One of the tricks to message-based solutions is handling messages that come out of order. In some instances the application code must be made resilient to this situation. In other cases, it can be easier to re-sequence the messages and then apply each messages in sequence. In one of my current systems this is the route we took—re-sequencing messages if they arrive out of order.
One of the easier possibilities is to have the read model poll the event store for new commits. I dislike this solution because it doesn't leverage the innate capabilities of push-based notifications and feels like a resource drain. Nonetheless, it's probably one of the easier ones to handle until you start dealing with scaling out the read model. At that point, a different approach must be taken.
The solution that we use is to dequeue a message and to place it in a "holding table" until all messages with a previous sequence are received. When all previous messages have been received we take all messages out of the holding table and run them in sequence through the appropriate handlers. Once all handlers have been executed successfully, we remove the messages from the holding table and commit the updates to the read models.

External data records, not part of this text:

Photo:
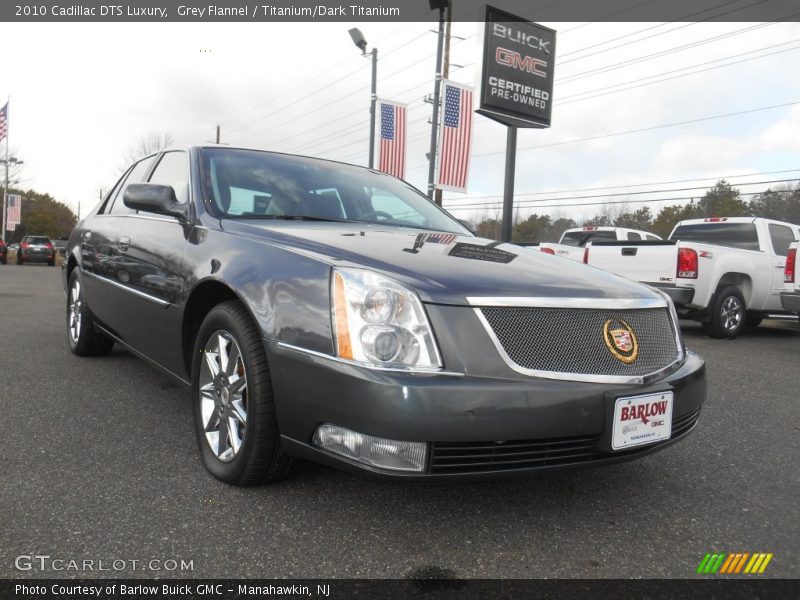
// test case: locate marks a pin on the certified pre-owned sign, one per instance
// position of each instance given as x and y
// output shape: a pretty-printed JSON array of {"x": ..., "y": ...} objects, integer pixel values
[{"x": 518, "y": 61}]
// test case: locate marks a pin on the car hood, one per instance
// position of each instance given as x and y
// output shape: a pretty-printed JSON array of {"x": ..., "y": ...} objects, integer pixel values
[{"x": 444, "y": 268}]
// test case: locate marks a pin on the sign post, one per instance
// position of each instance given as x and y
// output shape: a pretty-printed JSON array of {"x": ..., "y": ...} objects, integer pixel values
[{"x": 517, "y": 85}]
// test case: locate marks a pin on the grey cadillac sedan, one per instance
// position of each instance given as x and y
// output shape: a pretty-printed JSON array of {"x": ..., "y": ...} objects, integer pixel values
[{"x": 329, "y": 312}]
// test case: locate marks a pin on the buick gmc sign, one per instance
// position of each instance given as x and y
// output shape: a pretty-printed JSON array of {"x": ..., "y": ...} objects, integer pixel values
[{"x": 518, "y": 61}]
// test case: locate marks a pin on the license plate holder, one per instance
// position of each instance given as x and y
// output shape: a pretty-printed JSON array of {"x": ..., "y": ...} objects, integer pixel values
[{"x": 641, "y": 420}]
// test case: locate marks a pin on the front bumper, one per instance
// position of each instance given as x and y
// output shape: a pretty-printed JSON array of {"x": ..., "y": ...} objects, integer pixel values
[
  {"x": 449, "y": 410},
  {"x": 37, "y": 257},
  {"x": 791, "y": 302}
]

This works for us because the domain publishes events and marks them with the appropriate sequence number. Without this, the solution below would be much more difficult—if not impossible.
This solution is using a relational database as a persistence storage mechanism, but we're not using any of the relational aspects of the storage engine. At the same time, there's a caveat in all of this. If message 2, 3, and 4 arrive but message 1 never does, we don't apply any of them. The scenario should only happen if there's an error processing message 1 or if message 1 somehow gets lost. Fortunately, it's easy enough to correct any errors in our message handlers and re-run the messages. Or, in the case of a lost message, to re-build the read models from the event store directly.
One interesting and very positive side effect that we discovered when we implemented this solution was full message idempotency. Basically we have a small "Sequence" table that gives us the most recent min/max message sequence received for a given aggregate. Only when we have received a full sequence do we run the messages through the handlers. If a message arrives more than once and it have already been handled, the sequence table's "min" value would be greater than the current message's "sequence" and we would know to drop the message.
The other caveat that we have yet to address is how to apply this pattern to a NoSQL solution. It definitely would involve some additional overhead that we don't need at this point. The solution was quite straightforward to implement using pure SQL and would have been much more difficult using something like NHibernate.